Prof. Dr. Ekrem Demirli, bu sezon Zeytinburnu Kültür Sanat’ta başladığı konuşma dizisinde Hallac-ı Mansur’u İslam düşüncesinin ve tasavvufi hayatın en mühim isimlerinden birisi olarak ele alıyor. Tasavvuf geleneğinin önemli isimlerinden olan Hallac-ı Mansur ve onunla özdeşleşen “şatahat” dili, kendi anlam dünyası içinde değerlendiriliyor. 22 Ekim Çarşamba akşamı saat 19.30’da ilk seminer gerçekleşti.
“Tek bir hadis ile tasavvufun temel meselelerini konuşabiliriz.”
Prof. Dr. Ekrem Demirli, tasavvuf hakkında yaptığı konuşmada bir hadis-i kudsinin tasavvufa dair meseleleri açıkladığını vurguladı:
“Bir hadis-i kudside ‘Kulum, farz ibadetlerden daha sevimli bir şeyle bana yaklaşamaz. Nafile ibadetlerle de bana yaklaşmaya devam eder. Sonuçta ben onu severim. Sevince de onun işiten kulağı, gören gözü, tutan eli, yürüyen ayağı olurum. Benden istediğinde ona veririm. Bana sığındığında onu korurum.’ deniyor. O hadis-i şerif, herhalde tasavvuf tarihinde bütün konulara nüfuz etmiş en güçlü hadis-i şerif. Bana öyle geliyor ki diğer hadisler, rivayetler ortadan kalksa ve sadece bu hadis kalsa biz bu hadisle tasavvufun temel meselelerini konuşabiliriz.”
“Hallac-ı Mansur’ın bazı şiirleri melamet kavramı üzerinden ele alınabilir.”
Prof.
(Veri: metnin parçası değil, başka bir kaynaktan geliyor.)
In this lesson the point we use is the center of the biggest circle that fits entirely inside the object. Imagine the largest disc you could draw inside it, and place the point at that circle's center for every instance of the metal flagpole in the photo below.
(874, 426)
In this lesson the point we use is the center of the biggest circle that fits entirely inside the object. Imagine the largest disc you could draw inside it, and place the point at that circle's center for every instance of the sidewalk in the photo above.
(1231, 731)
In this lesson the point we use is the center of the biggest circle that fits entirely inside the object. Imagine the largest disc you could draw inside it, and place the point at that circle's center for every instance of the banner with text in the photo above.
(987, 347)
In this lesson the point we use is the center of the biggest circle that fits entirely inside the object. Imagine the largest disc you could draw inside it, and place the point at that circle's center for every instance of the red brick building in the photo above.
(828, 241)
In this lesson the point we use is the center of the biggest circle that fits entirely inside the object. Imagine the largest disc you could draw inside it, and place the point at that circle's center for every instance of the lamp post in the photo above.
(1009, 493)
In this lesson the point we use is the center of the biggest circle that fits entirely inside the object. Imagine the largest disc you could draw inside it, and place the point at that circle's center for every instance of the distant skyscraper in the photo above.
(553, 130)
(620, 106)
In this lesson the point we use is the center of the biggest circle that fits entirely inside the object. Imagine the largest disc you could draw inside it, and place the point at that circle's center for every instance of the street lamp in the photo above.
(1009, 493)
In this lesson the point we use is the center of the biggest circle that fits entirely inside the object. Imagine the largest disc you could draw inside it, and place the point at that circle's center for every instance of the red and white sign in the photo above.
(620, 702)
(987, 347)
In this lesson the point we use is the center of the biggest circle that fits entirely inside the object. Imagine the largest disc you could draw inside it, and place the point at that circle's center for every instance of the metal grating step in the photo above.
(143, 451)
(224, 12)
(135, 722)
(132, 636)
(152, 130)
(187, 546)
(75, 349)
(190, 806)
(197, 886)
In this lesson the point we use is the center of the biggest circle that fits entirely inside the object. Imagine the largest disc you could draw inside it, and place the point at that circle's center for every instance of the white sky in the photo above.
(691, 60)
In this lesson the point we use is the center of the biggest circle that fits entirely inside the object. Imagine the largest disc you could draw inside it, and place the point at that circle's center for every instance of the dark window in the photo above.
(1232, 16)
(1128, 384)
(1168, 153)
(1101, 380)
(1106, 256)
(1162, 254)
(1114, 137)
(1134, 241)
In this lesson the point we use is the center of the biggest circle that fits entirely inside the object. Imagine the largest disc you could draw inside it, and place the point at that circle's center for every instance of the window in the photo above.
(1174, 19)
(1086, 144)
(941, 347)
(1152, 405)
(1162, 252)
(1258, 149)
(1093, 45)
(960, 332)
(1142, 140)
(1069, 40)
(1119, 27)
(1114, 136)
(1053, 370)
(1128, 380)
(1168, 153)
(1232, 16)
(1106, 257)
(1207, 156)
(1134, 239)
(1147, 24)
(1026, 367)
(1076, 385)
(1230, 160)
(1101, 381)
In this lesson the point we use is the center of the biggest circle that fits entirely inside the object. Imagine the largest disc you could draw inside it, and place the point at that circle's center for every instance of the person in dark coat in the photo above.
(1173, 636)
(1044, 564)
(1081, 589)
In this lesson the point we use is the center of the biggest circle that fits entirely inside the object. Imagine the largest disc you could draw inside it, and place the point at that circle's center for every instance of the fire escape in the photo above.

Dr. Ekrem Demirli, Hallac-ı Mansur’u metin üzerinden analiz etti ve tasavvufun temel karakteriyle ilgili yorumlarını dinleyicilerle paylaştı:
“Hallac-ı Mansur, ‘Düşmanlarım kınayarak saadet sunuyor bana.’ diyor. Bu kınama meselesi tasavvufun çok önemli konularından biri. Tasavvuf bir bakıma insanın öteki insanlarla ilişkisinde iki konuyu aşmasıyla ilgilidir. Birincisi beğenilme tutkusu, ikincisi kınanma korkusu. Şimdi bu beğenilme ve kınanma meselesi, tasavvuf içerisinde melamet denen şeyi ortaya çıkarıyor. Bu cümle aslında melametin bir ön ifadesi. Hallac-ı Mansur’un bu şiiri gibi başka bazı şiirleri melamet bağlamında ele alınabilir.”